The doctors were particularly worried as I had a history of depression and anxiety, so they carried out an examination on my mental health to ensure I was mentally fit to take on the course of medication.
I won’t deny that the course of Roaccutane was difficult at times. As my dosage increased over the 6 months, my hair thinned, I frequently suffered heavy nosebleeds and the dryness of my skin was unlike anything I had experienced before.
I lacked energy and felt exhausted after a day at school. However, I can vouch for the fact that the outcome massively outweighed the tough time I experienced while taking it.
My mood improved due to the immediate change in my skin, I began to feel hope that I wouldn’t be stuck with this skin my whole life. It was life changing, and I would do it all over again if it meant getting my confidence back in the same way that I did.
It makes me sad to think that my teenage happiness relied on this course of medication, but it’s worth noting that this was back in 2015, when the ‘skin positive’ movement was non- existent. Acne was still seen as a taboo, ‘dirty’ skin condition that one should be ashamed of.
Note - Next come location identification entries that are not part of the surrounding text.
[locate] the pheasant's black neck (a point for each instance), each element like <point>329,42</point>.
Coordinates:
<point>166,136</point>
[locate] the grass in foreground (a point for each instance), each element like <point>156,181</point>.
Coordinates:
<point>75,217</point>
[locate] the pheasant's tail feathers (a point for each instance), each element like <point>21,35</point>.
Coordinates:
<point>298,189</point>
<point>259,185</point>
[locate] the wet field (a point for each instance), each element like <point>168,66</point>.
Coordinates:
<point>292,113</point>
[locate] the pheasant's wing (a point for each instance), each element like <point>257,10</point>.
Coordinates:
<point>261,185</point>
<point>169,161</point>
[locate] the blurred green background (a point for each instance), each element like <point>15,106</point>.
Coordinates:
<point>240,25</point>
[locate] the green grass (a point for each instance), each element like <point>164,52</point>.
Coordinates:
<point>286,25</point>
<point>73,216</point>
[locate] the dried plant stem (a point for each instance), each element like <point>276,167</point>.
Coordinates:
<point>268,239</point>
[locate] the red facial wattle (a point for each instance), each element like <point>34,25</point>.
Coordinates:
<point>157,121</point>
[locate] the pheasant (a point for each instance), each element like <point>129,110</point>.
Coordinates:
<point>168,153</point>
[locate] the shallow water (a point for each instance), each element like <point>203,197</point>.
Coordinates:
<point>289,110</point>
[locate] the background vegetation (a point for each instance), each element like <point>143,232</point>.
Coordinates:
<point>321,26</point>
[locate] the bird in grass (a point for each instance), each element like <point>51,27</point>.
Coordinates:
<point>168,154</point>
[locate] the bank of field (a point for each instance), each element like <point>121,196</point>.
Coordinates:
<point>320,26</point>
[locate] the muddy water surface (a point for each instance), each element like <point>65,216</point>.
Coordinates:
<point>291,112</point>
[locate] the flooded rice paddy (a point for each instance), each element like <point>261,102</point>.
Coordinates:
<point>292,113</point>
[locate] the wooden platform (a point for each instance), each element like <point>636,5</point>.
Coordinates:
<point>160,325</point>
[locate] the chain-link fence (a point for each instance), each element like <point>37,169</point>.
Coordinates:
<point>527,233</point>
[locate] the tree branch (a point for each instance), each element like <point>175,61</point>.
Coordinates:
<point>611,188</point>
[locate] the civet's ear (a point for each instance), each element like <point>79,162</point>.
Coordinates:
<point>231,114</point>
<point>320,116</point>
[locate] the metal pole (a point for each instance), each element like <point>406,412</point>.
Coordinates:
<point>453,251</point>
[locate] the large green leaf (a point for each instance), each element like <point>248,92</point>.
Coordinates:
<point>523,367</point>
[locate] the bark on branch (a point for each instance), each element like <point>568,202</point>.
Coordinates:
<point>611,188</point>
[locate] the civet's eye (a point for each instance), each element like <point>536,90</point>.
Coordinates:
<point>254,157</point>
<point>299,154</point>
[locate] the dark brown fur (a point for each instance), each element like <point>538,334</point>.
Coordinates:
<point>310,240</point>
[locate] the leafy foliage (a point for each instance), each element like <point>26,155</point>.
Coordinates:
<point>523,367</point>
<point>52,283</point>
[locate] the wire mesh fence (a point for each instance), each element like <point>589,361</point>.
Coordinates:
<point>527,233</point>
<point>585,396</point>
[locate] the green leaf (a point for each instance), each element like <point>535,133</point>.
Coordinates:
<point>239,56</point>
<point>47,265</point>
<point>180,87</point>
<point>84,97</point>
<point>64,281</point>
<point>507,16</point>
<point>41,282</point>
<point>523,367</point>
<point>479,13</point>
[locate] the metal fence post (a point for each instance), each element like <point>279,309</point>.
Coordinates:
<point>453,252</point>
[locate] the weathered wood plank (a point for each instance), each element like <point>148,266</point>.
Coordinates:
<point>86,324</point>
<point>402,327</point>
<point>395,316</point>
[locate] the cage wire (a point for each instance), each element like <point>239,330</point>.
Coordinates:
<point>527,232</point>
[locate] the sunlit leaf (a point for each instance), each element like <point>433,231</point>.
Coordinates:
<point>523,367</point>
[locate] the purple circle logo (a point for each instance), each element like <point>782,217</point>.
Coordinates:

It’s certainly clear to me now that there are communities, like the one we have created here at 47 Skin, where acne prone skin is celebrated and given visibility, which in itself is a cure for the grey cloud that hovers over your head when you suffer with acne.
Apart from the odd blemish, my skin has remained clear ever since my last dermatologist appointment back in 2016. It was the right choice for me and my skin, but it’s not one to make lightly.
If it’s not for you, that’s fine. Skin is not the be all and end all. Life goes on. Curate your Instagram feed with accounts who celebrate acne, find the right products for your skin, and build your confidence yourself.
The massive benefit of being on the 47 Skin team is I see our customers find that confidence in themselves, almost everyday.
It is possible, things will get better. Be kind to yourself and make the right decision for you."
Going on Accutane is a decision that only you can make. There are certainly pros, cons and risks, and everyone’s experience seems to be a little different.
It’s definitely best to follow the advice of your doctor, but we hope that reading about our experiences with Accutane has helped give you a bit more insight into what it can really be like.